Багрянцев вышел. Керченский и Жилин переглянулись.
– Как новая должность? – спросил Жилин, чтобы заполнить паузу.
– Хорошо, – Керченский потупил взгляд в блокнот и спросил: – Слушай, Сеня, ты не в курсе, зачем он вообще сюда забрался?
– Ты слышал о его больничном?
Иван кивнул.
– Так вот, он думал, что ведьма его прокляла. Может быть, искал что-то, чтобы того… снять проклятие… Это кажется бредом, но в то же время я его понимаю. Врачи-то ему
– Понятно, спасибо, Сеня. Если что, мы с тобой свяжемся, а сейчас кто-то должен сообщить его жене. Вы, вроде как, хорошо общались.
Жилин тотчас вспомнил все подколы с его стороны, и ему стало не по себе. Но кто если не он?
Они попрощались. Жилин вышел на улицу, обогнул белый судебно-медицинский микроавтобус и только что прибывший болотного цвета уазик, выполнявший роль катафалка для перевозки его товарища.
Он сел в машину и уставился вперёд в одну точку. Просидел так несколько минут. Его мысли были не здесь, они были рядом с Леной Мамаевой, которая наверняка, ничего не подозревая, занималась домашними делами, смотрела телевизор или говорила с подругами по телефону. Жилин сжал руль потными ладонями и тот жалобно заскрипел.
– За что же вы его, суки… – просипел Семён.
По дороге он думал, как сообщить, с чего начать. Прокручивал в голове десятки вариантов фраз. Он то просил её присесть, то говорил всё сразу, на духу, чтобы сделать удар менее мучительным. Но в его мыслях всё заканчивалось одинаково. Лена плакала, а он, не зная, как утешить, просто стоял и хлопал глазами или мял в руках фуражку, в общем, вёл себя как полнейший идиот, хотя это меньшее, о чём нужно было беспокоиться в таком случае.
Чем ближе он подходил к её двери, тем быстрее билось его сердце. Когда он нажал на звонок, то не чувствовал ничего, кроме гулких ударов в ушах. Дверь отворилась, Лена в заляпанном фартуке, с улыбкой на устах, с туго собранным хвостом, горит, сияет, как свеча в темноте. Ещё несколько минут, и она погаснет. Жилин её потушит. И кто знает, когда она загорится вновь.
– О, Жилин, давно не виделись. Заходи! – протарахтела Лена и упорхнула на кухню.
Жилин шагнул в дом, и его окатило горячей волной то ли от переживаний, то ли от жара готовки.
– Я тут котлеты жарю, – кричала она с кухни, пока тот разувался.
Жилин встал в проходе кухни. Лена снимала со сковороды дымящиеся котлеты цвета старой ржавчины.

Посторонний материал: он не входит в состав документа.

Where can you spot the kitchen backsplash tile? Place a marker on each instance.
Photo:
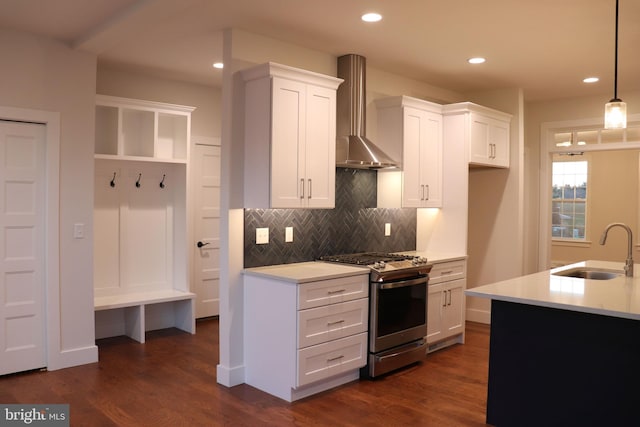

– Ну, рассказывай! Ты, наверно, к Илье? Так он на службе. Вы разве не вместе сейчас работаете? Присаживайся, будешь дегустатором, – с задором воскликнула она, не отрываясь от плиты.
Она выложила новую порцию котлет на сковороду. Развернулась с тарелкой уже готовых и взглянула на Жилина. На его лице был отпечаток утра. Такое не сотрёшь.
– Ты чего, Семён, что с тобой?
– Лена. Илья погиб.
– Прости?! – переспросила Лена, и улыбка мигом исчезла с её лица.
– Погиб сегодня ночью.
Её руки ослабли, тарелка наклонилась, и котлеты одна за другой полетели на пол.
– Но… я же… как…
Она выронила тарелку и оступилась, ослабла, как тряпичная кукла. Жилин подхватил её, обнял, прижал к себе. Лена зарыдала, содрогаясь от горя, хваталась за его плечи, как за спасительный образ, оставляя на кителе жирные следы готовки.